Although he arrived in New York from Detroit in 1968 a "full blown, East Coast, Abstract Expressionist painter," Al Loving had already chosen the square as his primary structure. This University of Michigan graduate (M.F.A., 1964) began to explore the illusionistic effects allowed by color, and the square evolved into a hard-edged Minimalist cube. Ten months after his arrival in New York, Loving was invited to have a one-man show at the Whitney Museum of American Art. Loving readily admits that the exhibition had less to do with art than with the political pressure that had developed out of the Civil Rights Movement of the 1960s for museums to increase exhibition opportunities for black artists. It was after the Whitney show that Loving moved away from the cube as a motif in his work.
Loving thought of his cubes as not only going back into space, but also occupying the surface plane and projecting, visually, out from the plane. Reacting to the idea that the history of art since the Renaissance has involved illusion created from the picture plane back, away from the viewer and into the painting, Loving has said that he wanted to "paint a three-dimensional painting on a two-dimensional ground.... [I]t seemed to me that by the end of the millennium, there should be something in front of the picture plane, to the picture plane and beyond the picture plane.
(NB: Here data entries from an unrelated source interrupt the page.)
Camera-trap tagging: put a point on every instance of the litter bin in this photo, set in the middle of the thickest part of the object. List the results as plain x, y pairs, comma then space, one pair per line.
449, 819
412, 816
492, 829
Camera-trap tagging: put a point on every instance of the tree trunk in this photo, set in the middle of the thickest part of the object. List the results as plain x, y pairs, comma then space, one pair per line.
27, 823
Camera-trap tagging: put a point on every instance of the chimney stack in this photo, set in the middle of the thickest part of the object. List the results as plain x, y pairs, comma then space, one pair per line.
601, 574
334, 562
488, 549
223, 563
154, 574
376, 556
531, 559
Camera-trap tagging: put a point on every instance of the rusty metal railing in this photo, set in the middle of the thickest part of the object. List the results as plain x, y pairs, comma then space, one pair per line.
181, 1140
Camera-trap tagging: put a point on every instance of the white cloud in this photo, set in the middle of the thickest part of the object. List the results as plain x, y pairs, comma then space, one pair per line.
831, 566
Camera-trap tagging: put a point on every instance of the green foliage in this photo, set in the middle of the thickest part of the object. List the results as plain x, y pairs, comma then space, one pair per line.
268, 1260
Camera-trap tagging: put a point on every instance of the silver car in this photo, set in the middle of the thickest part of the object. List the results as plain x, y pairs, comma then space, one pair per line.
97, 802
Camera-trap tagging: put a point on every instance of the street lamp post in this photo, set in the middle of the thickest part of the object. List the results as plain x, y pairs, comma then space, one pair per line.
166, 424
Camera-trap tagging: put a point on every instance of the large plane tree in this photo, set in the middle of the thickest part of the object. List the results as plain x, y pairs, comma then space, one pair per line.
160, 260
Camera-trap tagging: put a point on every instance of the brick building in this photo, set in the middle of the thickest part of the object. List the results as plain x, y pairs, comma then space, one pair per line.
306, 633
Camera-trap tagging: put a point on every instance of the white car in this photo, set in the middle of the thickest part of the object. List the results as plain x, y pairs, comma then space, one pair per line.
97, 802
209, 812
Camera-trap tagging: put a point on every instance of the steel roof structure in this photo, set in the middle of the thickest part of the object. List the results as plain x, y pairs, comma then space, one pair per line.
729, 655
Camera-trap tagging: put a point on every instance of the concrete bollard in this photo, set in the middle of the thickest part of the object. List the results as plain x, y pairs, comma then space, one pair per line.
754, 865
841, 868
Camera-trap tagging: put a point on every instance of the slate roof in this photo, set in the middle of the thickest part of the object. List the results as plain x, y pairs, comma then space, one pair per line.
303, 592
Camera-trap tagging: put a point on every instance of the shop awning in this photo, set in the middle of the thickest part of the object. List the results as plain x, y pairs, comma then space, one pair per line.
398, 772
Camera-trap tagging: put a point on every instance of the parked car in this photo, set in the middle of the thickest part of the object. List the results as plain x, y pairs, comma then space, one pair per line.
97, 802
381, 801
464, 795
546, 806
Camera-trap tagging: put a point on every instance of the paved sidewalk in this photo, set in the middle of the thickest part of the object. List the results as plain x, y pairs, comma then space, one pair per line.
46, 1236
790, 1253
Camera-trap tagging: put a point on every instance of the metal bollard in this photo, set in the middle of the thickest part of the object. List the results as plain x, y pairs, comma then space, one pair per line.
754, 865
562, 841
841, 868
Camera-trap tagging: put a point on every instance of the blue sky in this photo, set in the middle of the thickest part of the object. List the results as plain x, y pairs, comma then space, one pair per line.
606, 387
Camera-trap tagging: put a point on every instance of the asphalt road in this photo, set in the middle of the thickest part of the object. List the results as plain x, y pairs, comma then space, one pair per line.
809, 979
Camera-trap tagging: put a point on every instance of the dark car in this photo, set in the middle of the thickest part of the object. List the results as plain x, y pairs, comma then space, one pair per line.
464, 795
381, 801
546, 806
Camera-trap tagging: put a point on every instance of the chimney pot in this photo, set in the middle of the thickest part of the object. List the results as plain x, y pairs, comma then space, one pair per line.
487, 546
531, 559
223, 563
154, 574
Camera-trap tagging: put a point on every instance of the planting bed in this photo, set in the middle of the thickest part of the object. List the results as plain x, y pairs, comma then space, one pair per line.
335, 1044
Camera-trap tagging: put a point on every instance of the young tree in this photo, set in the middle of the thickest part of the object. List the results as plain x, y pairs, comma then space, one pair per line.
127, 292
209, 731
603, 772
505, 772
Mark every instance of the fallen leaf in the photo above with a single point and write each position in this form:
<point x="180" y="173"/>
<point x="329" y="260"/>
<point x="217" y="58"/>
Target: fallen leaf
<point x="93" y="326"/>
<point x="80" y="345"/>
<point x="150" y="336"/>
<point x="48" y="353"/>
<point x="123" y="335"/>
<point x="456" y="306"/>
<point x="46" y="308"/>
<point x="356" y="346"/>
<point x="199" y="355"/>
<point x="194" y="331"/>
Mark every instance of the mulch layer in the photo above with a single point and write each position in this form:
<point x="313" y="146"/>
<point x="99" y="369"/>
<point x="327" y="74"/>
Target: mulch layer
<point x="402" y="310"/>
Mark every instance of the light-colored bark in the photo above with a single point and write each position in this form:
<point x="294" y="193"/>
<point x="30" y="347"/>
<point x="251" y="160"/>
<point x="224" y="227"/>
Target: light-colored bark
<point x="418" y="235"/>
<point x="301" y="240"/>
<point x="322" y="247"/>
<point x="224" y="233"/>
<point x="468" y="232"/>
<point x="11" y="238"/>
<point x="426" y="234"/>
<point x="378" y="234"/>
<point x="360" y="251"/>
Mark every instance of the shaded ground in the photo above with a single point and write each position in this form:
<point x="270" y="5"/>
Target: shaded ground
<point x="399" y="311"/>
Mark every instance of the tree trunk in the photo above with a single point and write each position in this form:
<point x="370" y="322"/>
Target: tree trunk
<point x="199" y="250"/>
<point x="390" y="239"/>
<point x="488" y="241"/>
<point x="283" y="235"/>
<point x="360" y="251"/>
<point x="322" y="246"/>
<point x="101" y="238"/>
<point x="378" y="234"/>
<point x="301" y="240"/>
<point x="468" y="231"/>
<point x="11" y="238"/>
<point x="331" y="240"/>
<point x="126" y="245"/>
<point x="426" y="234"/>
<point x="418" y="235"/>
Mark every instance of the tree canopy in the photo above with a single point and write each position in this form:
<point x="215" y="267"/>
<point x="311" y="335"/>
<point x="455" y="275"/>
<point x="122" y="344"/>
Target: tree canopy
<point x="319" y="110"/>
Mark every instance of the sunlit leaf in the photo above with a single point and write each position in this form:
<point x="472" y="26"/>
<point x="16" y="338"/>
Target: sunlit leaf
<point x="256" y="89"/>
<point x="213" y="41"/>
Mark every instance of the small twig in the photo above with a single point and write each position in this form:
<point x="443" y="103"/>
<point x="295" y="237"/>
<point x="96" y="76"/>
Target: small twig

All three."
Sean M. Ulmer, University Curator of Modern and Contemporary Art, for "A Matter of Degree: Abstraction in Twentieth-Century Art," November 10, 2001 - January 27, 2002

Subject Matter:

Loving was intrigued by the history of perspective in painting and wanted to create a piece in which the vanishing point for the perspective is in front of the painted surface, toward the viewer, rather than within the surface. The result is a representation of depth that seems to protrude from the surface rather than creating the illusion of space inside the canvas.

Physical Description:

A framework three-dimensional cube sits at an angle so that one of its corners appears to protrude from the center of the piece. The cube is gray, with dark gray shading on the shadowed edges, and dark and light yellow shading on the lit edges. The canvas is cut to the dimensions of the cube.